Когда боль отступила, соображать стала куда более здраво. Я взглянула на Киза другими глазами и поняла то, о чем он никогда не скажет, да и я тоже промолчу. Потому что, хоть и чувствовала правильность собственных выводов, а не такими они были, чтобы произносить вслух.
Гиз… Да, я полюбила его по-настоящему, но чувство не было слепым обожанием, возводящим избранника в ранг недостижимого идеала в ореоле великих достоинств. Такого я никогда не понимала, хоть и принимала как данность возможность существования настолько всесокрушающих, дезориентирующих переживаний.

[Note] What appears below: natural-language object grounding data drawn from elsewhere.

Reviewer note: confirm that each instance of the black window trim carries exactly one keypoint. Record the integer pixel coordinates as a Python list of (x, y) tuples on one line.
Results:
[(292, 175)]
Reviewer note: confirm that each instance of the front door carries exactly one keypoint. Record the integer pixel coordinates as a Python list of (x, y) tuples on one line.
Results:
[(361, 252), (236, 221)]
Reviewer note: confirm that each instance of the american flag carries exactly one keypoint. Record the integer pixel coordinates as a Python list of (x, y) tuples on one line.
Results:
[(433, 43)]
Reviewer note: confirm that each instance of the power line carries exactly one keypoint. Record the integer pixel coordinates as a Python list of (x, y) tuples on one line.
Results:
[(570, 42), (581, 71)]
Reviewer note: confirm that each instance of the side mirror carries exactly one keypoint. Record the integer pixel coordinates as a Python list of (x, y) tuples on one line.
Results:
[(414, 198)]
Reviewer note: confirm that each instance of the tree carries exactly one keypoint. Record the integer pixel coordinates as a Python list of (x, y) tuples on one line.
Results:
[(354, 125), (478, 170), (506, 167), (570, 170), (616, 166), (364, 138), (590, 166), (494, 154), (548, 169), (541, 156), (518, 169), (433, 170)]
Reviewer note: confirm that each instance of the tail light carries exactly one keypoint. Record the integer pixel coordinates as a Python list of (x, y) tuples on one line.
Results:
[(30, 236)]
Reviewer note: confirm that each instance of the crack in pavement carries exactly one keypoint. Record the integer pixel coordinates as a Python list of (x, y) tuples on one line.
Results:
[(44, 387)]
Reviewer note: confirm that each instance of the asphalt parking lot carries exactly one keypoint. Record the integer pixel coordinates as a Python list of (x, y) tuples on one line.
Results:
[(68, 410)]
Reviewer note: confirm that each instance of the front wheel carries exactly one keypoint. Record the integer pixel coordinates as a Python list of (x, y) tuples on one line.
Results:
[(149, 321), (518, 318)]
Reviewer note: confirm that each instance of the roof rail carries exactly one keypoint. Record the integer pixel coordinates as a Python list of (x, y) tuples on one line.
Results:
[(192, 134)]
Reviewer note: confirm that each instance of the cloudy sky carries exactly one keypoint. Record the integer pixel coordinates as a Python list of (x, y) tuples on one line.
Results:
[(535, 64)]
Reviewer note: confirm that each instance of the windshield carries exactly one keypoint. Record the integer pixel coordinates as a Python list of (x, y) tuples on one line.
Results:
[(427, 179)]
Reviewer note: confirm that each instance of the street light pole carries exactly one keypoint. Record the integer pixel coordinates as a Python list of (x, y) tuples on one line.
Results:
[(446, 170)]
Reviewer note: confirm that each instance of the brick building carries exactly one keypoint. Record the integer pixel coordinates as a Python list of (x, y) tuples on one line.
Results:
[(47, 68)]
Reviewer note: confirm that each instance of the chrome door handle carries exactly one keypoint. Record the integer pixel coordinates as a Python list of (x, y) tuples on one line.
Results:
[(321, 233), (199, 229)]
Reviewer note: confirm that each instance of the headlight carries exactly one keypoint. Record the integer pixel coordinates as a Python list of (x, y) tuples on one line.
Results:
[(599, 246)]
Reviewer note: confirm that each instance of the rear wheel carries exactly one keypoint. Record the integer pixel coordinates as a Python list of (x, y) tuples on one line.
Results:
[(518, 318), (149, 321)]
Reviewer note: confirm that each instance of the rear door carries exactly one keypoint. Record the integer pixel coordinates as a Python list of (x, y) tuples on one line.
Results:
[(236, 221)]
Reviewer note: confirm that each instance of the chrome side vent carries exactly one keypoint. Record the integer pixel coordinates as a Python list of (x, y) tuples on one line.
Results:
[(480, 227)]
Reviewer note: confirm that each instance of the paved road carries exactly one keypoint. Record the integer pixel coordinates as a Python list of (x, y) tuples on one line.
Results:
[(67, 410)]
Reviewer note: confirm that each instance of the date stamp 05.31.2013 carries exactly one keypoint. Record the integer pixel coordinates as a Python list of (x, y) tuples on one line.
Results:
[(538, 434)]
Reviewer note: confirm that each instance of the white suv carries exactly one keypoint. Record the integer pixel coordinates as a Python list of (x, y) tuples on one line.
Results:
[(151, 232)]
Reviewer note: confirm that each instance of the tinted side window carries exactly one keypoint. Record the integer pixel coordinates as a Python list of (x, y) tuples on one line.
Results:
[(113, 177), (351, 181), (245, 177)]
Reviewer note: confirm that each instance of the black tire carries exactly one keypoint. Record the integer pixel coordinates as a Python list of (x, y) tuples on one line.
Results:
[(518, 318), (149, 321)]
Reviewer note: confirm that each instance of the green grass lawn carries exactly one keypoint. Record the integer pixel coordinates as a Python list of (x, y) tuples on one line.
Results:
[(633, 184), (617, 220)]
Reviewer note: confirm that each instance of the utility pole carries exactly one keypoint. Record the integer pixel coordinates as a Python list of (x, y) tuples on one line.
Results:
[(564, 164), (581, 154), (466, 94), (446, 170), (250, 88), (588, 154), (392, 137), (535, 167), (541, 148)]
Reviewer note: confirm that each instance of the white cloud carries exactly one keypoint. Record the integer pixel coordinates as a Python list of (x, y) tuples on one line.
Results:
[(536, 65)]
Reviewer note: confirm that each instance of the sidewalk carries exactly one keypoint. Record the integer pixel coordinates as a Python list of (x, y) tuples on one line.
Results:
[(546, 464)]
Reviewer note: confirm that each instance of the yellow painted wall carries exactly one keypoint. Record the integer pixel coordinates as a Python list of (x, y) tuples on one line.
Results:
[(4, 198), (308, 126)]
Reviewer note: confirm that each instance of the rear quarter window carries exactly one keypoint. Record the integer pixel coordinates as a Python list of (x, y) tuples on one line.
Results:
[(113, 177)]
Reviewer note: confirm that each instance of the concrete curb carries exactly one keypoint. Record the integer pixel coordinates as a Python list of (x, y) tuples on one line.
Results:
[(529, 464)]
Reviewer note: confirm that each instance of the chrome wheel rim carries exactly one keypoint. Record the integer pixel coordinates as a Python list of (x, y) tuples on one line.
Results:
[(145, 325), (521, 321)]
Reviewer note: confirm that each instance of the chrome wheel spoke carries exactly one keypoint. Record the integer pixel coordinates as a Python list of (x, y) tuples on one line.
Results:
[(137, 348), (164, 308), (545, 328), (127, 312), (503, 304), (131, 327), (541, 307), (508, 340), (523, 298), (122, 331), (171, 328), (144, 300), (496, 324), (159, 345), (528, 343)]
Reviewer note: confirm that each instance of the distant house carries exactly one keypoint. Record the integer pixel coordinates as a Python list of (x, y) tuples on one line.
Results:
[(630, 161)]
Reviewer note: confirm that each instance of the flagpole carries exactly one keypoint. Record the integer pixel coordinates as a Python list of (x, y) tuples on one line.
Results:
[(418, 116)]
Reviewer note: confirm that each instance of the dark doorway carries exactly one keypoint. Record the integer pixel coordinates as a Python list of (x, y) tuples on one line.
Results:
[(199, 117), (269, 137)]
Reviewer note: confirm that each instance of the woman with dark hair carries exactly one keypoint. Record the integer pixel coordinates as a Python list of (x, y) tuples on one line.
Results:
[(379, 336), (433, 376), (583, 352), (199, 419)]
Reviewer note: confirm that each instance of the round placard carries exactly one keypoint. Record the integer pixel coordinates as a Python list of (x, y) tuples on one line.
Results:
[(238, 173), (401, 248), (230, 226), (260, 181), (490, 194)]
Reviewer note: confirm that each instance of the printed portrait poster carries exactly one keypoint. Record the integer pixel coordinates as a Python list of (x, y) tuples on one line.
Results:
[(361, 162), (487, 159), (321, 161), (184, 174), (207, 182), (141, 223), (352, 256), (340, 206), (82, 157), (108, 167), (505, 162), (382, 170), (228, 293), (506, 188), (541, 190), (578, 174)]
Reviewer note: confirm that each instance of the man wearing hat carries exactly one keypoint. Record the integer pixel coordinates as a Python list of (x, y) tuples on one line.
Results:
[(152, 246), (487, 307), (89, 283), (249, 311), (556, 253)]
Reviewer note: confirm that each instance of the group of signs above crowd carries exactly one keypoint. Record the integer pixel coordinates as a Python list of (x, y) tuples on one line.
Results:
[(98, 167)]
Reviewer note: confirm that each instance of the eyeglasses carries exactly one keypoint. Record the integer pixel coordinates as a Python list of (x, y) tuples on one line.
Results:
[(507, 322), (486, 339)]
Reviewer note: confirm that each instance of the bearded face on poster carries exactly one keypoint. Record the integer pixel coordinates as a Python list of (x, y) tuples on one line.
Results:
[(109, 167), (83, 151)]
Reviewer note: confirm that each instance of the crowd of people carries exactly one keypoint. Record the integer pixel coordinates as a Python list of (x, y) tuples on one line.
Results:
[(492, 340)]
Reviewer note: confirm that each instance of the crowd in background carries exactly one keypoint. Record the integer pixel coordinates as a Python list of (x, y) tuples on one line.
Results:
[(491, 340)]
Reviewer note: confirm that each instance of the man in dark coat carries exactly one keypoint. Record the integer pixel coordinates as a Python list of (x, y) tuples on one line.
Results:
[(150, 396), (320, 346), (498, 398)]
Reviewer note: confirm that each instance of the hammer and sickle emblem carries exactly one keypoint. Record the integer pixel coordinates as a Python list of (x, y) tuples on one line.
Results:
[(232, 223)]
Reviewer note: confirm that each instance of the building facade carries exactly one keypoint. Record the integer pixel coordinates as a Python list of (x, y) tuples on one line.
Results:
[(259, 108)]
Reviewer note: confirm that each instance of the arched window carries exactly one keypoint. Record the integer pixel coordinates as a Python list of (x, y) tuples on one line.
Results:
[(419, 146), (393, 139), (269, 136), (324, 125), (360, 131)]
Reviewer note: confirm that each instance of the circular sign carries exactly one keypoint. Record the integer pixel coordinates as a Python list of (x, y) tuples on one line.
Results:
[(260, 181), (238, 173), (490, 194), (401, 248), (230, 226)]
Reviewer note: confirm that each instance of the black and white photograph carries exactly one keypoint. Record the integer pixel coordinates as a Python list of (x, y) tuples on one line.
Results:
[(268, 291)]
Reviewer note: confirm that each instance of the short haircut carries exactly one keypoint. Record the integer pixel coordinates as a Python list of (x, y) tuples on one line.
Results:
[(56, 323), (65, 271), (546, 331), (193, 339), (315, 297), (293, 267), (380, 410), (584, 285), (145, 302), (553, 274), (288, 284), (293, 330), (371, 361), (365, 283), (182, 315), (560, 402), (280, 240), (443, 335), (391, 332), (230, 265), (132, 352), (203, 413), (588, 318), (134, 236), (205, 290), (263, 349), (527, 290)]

Моя любовь не мешала судить здраво, потому я отчетливо сознавала — дорогой мужчина не хороший человек, нет, не плохой, скорее, ровно серого цвета. Не блеклый, отнюдь, скорее нейтральный. Не злодей, но и высоких нравственных принципов вроде идеального рыцарского кодекса чести, применимого ко всему миру, не имеет. Он горло перегрызет за дорогих и близких, и в то же время на всех остальных ему по большому счету плевать, люди или нелюди, встречающиеся на пути, вроде фишек-игрушек, которыми можно поиграть, а можно сбросить с доски в коробку. Пока я рядом, Гиз не сделает ничего дурного, потому что уважает меня и не хочет конфликта. Он выбрал себе роль спутника магевы, служительницы, и ведет себя в точности с избранным имиджем. Что ж, пусть так, никакого плана по перевоспитанию-переделке спутника я не составляла, потому что пытаться изменить того, кто меняться не желает, — пустая затея. Если со временем мой любимый захочет стать другим, я только порадуюсь, а пока радуюсь тому, какой он есть. И его любви — самому великолепному из даров мира.
Другое дело его брат. Если Гиз был счастлив и доволен работой в Тэдра Номус и, подходя к заданиям творчески, играл более профессионально, чем любой актер театра и кино, то в Кизе я ощущала некое скрытое противоборство, почти неудовлетворенность. Он воздвиг между собой и миром стену из кирпичей надменности, превосходства и язвительности. Однако прочное на вид строение то и дело давало брешь, стоило мужчине немного расслабиться, и Киз начинал совершать вполне человечные поступки, никогда бы не пришедшие на ум Гизу. Успокаивал беременную, помогал пацаненку, ласкал собак, бросался на помощь умирающей девице, к которой не испытывал особой симпатии. Ой, недаром колодец желаний взялся за исполнение странного желания! Несколько дней назад приставивший мне нож к горлу мужчина был хорошим человеком или, во всяком случае, мог им стать при совпадении минимально благоприятных обстоятельств, которых, увы, у него не было.